How Stella Got Her Groove Back – directed by Kevin Rodney Sullivan – Romance. A twenty-year old male decides to mate with a woman twice his age, who is skeptical. 124 minutes color 1998.

* * *

It’s wonderful to see how much better an actress Angela Bassett became in the six years between this and What’s Love Got To Do With It? in which all she does is forced: forced smiles, forced fear, forced singing, forced sexuality. Here she simply settles into the part and enjoys unexpected ways of delivering it, and all praise to her. The movie is rubbish, of course, because the relationship between a twenty-year-old male and a forty three year old female here is patently flimsy, and everything everyone says against it is right. Of course there is a mutual sexual attraction between herself and Taye Diggs, who certainly is a beautiful creature. Indeed at one point his naked ass is offered up to our extended contemplation as twere a marital guide. He is also sweet and bien élevé and good in bed and chums with her son and is a decent human being too, but none of that is sufficient grounds for a marriage. For they have nothing in common culturally, financially, or conversationally, and the relationship has no spiritual foundation whatsoever. The result is a black and white value aesthetic, or, let’s calls it a grey and pink value aesthetic, since it presents black females as pink romantic fools, and those black females who are not romantic fools as grey killjoys. All of this is leavened considerably by a brilliant performance by Whoopi Goldberg as The Ribald Best Friend. She brings a quirky vitality to every scene she plays, including and especially her death scene. This wonderful performance makes the film worth seeing twice. Unless, of course, you can’t bear the idea of seeing it even once, as the diminution of the sexual intelligence of black women, and the delusional decoration of women in general, threatens to stupefy us in its blare of garish romance.



Alice In Wonderland

16 Mar

Alice In Wonderland – Directed by Nick Willing – Fantasy Live Action TV production. A Victorian 10 year old girl doesn’t want to sing at a party and runs off into the garden and down a rabbit hole and so forth. 133 minutes Color 1999.

* * *

A labored telling of a dream, oh dear, and we all know what that means.
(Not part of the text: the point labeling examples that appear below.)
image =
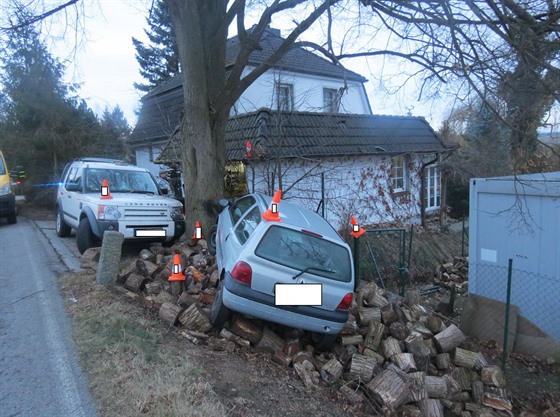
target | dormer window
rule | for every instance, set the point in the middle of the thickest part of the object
(331, 100)
(285, 96)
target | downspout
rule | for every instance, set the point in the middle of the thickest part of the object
(423, 189)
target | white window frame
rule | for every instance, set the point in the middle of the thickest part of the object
(399, 173)
(432, 188)
(284, 96)
(331, 100)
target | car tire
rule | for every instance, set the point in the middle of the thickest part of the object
(212, 236)
(323, 342)
(219, 313)
(62, 229)
(85, 238)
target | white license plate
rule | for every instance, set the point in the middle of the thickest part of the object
(149, 233)
(298, 294)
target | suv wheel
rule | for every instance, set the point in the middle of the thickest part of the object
(85, 238)
(62, 229)
(219, 313)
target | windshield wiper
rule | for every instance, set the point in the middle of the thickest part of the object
(309, 268)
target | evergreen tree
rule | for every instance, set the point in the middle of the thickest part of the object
(159, 59)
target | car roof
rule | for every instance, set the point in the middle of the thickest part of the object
(300, 217)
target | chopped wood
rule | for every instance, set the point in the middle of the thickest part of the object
(270, 341)
(404, 361)
(389, 389)
(246, 330)
(135, 282)
(431, 407)
(361, 368)
(449, 339)
(391, 347)
(168, 313)
(436, 386)
(492, 375)
(354, 339)
(331, 371)
(195, 319)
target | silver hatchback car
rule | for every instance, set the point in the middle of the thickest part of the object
(282, 263)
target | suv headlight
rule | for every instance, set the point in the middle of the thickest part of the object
(177, 213)
(5, 190)
(108, 213)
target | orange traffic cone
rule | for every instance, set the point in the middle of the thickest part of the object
(177, 272)
(105, 194)
(272, 214)
(357, 231)
(197, 234)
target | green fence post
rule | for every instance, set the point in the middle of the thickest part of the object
(506, 324)
(356, 262)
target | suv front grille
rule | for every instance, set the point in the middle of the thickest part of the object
(145, 213)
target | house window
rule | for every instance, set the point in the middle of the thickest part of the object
(399, 173)
(432, 194)
(331, 100)
(285, 96)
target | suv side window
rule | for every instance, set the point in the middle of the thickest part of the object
(248, 224)
(239, 208)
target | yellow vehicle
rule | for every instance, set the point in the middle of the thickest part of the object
(7, 197)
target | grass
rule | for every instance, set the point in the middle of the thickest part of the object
(131, 371)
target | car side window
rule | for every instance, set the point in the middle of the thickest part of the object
(239, 208)
(248, 224)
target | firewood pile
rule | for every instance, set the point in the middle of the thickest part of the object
(394, 357)
(454, 275)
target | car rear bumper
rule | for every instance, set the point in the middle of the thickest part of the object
(243, 299)
(7, 204)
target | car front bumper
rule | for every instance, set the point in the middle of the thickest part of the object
(241, 298)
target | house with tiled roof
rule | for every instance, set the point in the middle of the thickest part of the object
(308, 126)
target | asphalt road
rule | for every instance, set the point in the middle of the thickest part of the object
(39, 372)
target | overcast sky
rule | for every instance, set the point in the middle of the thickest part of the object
(106, 67)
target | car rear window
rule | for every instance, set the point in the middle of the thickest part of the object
(300, 250)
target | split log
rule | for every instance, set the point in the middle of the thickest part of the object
(492, 375)
(443, 360)
(391, 347)
(449, 339)
(497, 398)
(362, 368)
(431, 408)
(195, 319)
(331, 371)
(246, 330)
(374, 335)
(421, 354)
(270, 341)
(152, 288)
(389, 389)
(367, 315)
(436, 386)
(135, 282)
(468, 359)
(404, 361)
(168, 313)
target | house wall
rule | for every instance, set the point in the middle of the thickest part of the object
(308, 93)
(358, 186)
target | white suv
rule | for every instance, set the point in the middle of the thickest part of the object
(95, 195)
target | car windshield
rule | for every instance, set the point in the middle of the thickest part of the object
(301, 251)
(120, 181)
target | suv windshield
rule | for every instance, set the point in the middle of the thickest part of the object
(120, 181)
(300, 250)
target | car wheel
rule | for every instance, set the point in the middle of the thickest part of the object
(219, 313)
(212, 239)
(85, 238)
(12, 217)
(323, 342)
(62, 229)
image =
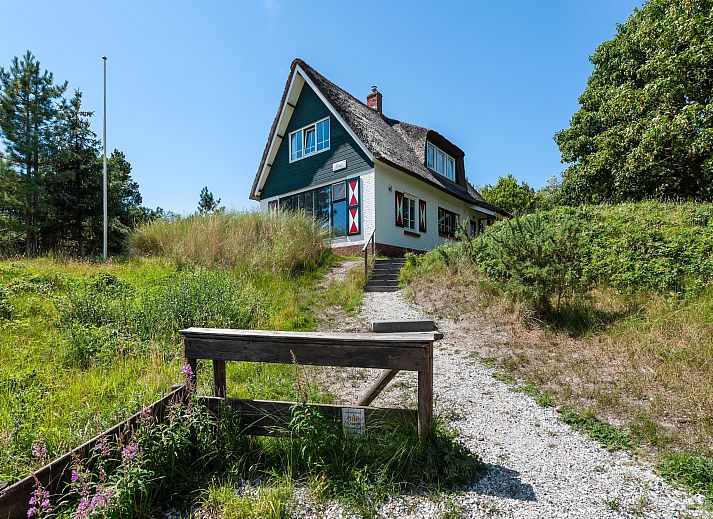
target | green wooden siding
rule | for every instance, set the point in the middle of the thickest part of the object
(315, 169)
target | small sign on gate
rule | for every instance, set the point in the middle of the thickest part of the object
(353, 421)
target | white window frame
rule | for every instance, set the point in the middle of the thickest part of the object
(312, 126)
(446, 158)
(407, 199)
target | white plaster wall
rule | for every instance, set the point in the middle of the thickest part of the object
(387, 180)
(367, 208)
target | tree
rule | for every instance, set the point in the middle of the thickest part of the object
(28, 109)
(508, 195)
(74, 192)
(645, 124)
(207, 203)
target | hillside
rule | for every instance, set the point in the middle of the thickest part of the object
(631, 341)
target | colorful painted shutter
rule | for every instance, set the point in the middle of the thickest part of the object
(399, 209)
(354, 206)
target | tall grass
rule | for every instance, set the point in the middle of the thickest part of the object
(279, 242)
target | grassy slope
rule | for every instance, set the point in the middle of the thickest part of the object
(43, 398)
(641, 359)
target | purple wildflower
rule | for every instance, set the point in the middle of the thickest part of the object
(103, 447)
(39, 502)
(187, 370)
(130, 451)
(39, 450)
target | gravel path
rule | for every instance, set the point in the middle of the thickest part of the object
(536, 465)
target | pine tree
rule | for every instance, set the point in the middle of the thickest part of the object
(207, 202)
(28, 111)
(74, 192)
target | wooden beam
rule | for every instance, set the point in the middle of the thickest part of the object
(219, 379)
(317, 354)
(425, 396)
(272, 418)
(386, 377)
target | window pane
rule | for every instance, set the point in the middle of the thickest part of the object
(309, 202)
(323, 135)
(296, 145)
(429, 156)
(339, 218)
(339, 190)
(321, 205)
(309, 141)
(450, 168)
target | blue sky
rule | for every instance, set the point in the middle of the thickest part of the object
(194, 86)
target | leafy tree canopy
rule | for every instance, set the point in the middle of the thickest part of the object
(207, 202)
(645, 124)
(516, 199)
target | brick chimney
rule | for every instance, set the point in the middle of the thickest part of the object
(373, 100)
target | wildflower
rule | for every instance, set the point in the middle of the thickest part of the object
(103, 447)
(39, 502)
(129, 452)
(39, 450)
(187, 370)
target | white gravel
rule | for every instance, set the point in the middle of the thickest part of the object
(536, 465)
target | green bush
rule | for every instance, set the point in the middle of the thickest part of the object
(663, 247)
(536, 259)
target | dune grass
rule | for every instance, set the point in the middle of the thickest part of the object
(280, 242)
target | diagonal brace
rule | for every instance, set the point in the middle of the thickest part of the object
(386, 376)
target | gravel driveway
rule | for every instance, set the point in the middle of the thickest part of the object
(536, 465)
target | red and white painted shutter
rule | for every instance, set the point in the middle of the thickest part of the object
(399, 209)
(354, 206)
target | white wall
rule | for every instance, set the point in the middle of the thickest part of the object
(366, 207)
(387, 180)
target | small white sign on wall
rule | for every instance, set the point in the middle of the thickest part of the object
(353, 421)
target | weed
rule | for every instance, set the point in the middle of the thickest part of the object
(612, 438)
(694, 472)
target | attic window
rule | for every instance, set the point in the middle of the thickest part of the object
(309, 140)
(440, 162)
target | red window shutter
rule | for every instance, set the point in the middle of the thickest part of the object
(422, 216)
(399, 209)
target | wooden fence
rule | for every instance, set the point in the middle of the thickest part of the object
(391, 351)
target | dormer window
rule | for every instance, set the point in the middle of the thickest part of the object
(440, 162)
(309, 140)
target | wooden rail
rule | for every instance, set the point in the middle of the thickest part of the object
(407, 351)
(365, 250)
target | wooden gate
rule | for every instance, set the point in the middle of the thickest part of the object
(389, 351)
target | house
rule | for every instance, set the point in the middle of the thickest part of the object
(361, 172)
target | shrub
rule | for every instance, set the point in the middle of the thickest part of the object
(536, 259)
(285, 241)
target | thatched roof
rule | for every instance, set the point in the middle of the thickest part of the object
(399, 144)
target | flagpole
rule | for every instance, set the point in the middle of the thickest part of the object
(105, 173)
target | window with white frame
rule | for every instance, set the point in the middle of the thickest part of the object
(440, 162)
(409, 213)
(309, 140)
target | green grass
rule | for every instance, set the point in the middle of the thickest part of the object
(612, 438)
(85, 345)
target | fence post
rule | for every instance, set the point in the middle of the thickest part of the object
(219, 378)
(425, 395)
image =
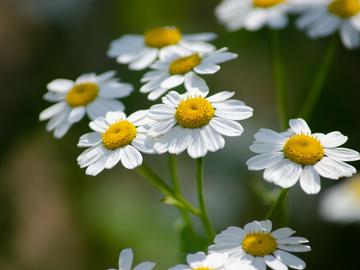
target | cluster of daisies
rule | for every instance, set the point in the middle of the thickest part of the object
(253, 247)
(190, 117)
(318, 18)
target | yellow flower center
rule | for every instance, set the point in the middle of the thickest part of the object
(259, 244)
(162, 36)
(266, 3)
(82, 94)
(344, 8)
(303, 149)
(119, 135)
(184, 64)
(194, 112)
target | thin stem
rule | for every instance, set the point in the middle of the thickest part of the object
(156, 181)
(318, 83)
(279, 80)
(177, 189)
(277, 204)
(204, 215)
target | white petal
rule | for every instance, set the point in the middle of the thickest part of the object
(262, 161)
(60, 85)
(290, 260)
(342, 154)
(299, 126)
(310, 180)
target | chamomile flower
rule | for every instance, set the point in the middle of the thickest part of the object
(178, 65)
(300, 154)
(253, 14)
(324, 17)
(115, 138)
(342, 202)
(126, 259)
(261, 246)
(89, 94)
(201, 261)
(195, 122)
(140, 51)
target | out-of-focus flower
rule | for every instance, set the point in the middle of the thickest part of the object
(195, 122)
(201, 261)
(115, 138)
(126, 259)
(299, 154)
(342, 202)
(140, 51)
(254, 14)
(260, 246)
(178, 65)
(89, 94)
(324, 17)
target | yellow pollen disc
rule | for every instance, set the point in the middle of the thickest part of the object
(184, 64)
(194, 112)
(303, 149)
(162, 36)
(344, 8)
(266, 3)
(82, 94)
(259, 244)
(119, 135)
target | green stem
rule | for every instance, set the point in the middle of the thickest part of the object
(204, 215)
(279, 80)
(177, 190)
(277, 204)
(320, 78)
(156, 181)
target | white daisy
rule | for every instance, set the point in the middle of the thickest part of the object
(342, 202)
(91, 94)
(257, 244)
(299, 154)
(126, 259)
(115, 138)
(195, 122)
(324, 17)
(140, 51)
(178, 65)
(254, 14)
(201, 261)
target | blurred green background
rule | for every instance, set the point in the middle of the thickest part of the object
(52, 216)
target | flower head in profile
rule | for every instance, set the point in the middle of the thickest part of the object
(195, 122)
(300, 154)
(115, 138)
(89, 94)
(260, 246)
(140, 51)
(341, 203)
(178, 65)
(253, 14)
(126, 259)
(323, 18)
(201, 261)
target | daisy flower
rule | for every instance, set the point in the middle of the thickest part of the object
(178, 65)
(324, 17)
(140, 51)
(115, 138)
(342, 202)
(260, 246)
(89, 94)
(126, 259)
(195, 122)
(253, 14)
(300, 154)
(201, 261)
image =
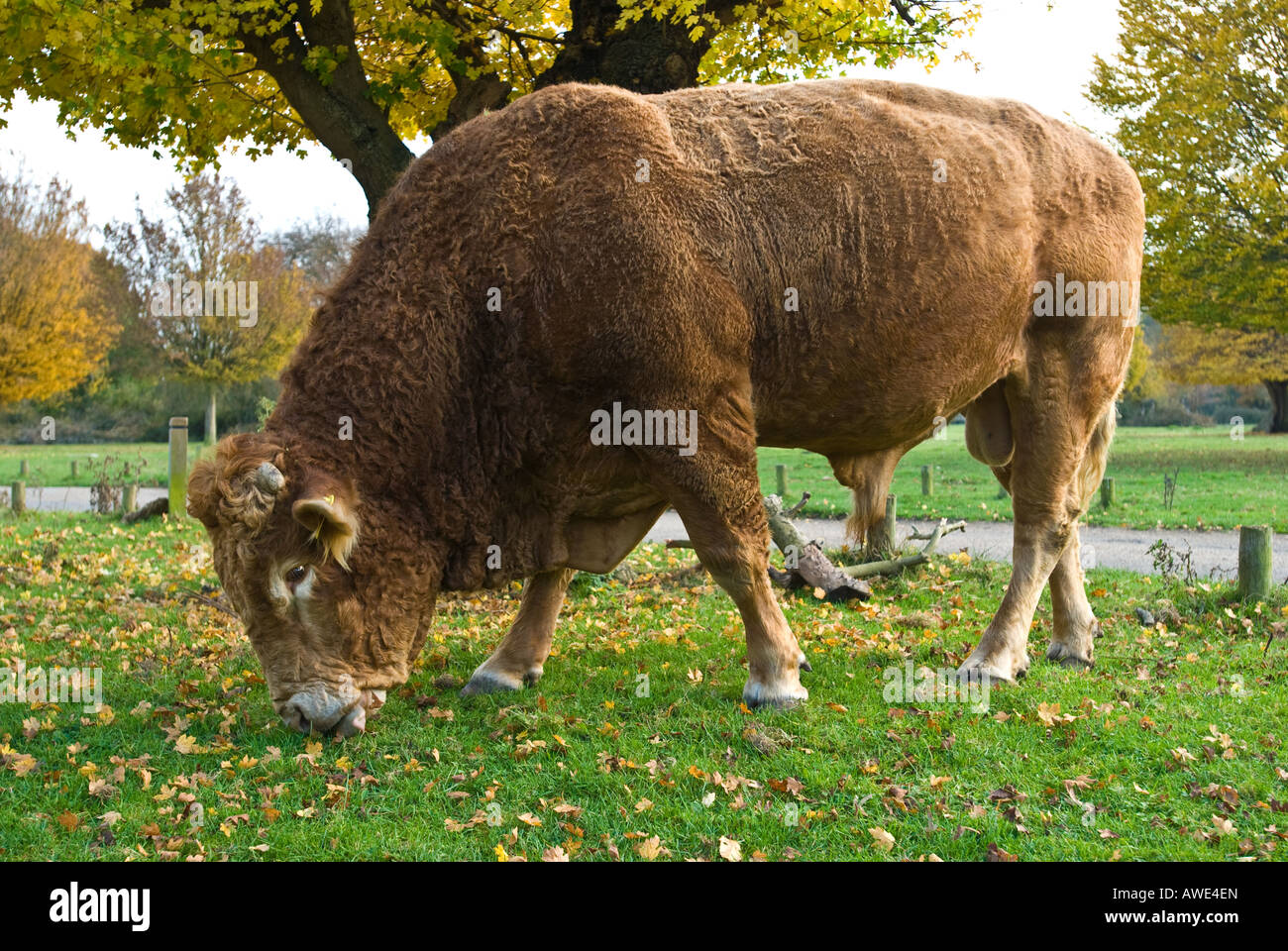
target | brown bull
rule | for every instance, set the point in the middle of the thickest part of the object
(592, 304)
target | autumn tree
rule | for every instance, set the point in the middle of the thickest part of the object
(1201, 92)
(1235, 356)
(220, 304)
(321, 248)
(55, 324)
(361, 76)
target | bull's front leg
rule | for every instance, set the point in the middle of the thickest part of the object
(522, 655)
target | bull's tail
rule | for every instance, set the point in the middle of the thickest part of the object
(1096, 457)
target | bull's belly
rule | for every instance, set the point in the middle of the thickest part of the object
(848, 415)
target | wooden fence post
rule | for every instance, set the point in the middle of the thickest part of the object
(889, 522)
(178, 467)
(1254, 560)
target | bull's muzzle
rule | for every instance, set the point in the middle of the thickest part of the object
(327, 710)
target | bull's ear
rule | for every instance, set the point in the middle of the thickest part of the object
(202, 493)
(330, 521)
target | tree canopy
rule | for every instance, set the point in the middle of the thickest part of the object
(187, 77)
(1201, 92)
(55, 318)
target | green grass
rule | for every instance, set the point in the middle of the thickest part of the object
(51, 464)
(1223, 482)
(1173, 735)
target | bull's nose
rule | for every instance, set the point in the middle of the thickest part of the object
(313, 711)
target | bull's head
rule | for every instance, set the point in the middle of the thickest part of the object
(334, 621)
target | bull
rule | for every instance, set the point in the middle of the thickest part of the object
(832, 265)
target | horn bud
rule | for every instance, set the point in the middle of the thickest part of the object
(269, 478)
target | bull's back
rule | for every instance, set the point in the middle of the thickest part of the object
(885, 240)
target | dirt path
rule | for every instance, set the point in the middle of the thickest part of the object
(1211, 553)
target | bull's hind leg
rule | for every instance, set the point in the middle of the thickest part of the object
(522, 655)
(1060, 442)
(733, 545)
(1073, 621)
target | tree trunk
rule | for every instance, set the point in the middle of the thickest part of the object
(1279, 399)
(211, 427)
(648, 55)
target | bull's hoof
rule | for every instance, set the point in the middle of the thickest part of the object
(489, 682)
(996, 669)
(784, 694)
(1069, 656)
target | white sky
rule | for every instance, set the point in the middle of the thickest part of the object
(1035, 51)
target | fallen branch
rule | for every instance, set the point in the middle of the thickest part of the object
(952, 527)
(892, 566)
(154, 509)
(804, 561)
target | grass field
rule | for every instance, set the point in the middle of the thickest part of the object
(1171, 748)
(51, 464)
(1222, 483)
Lewis Carroll’s original, of course, is the most revolutionary work of English literature since Shakespeare. But here everything is literal and old mad hat. Here is a work that should work with the speed of film and works with the speed of high Victorian taffy. Film would be ideal for the material. But the sequences go on at great length and to no good. A director’s collision. Poor Martin Short who must endure himself straining through the same grimace reel after reel. Pete Postlethwaite in a sub-supporting role as The  Carpenter who duets with Peter Ustinov’s The Walrus, but, boy, is it clunkilly staged. Whoopie Goldberg alone survives because she really does have the smile of a Cheshire Cat, and because she is so knowing. And the great Elizabeth Spriggs triumphs as the Duchess. Otherwise the whole farrago is a Caucus Race. Gene Wilder as The Mock Turtle and Donald Sinden as The Gryphon were missing from the version I saw, so perhaps they, with a sigh of relief, are well out of it. Alice In Wonderland could satire anything around that is there to be satirized and allegory anything around to be allegorized. This version has wonderful costumes, true, but consists of  encounters with a series of very rude bad tempered personages indeed, and, alas, that is all it is. It just won’t join the dance.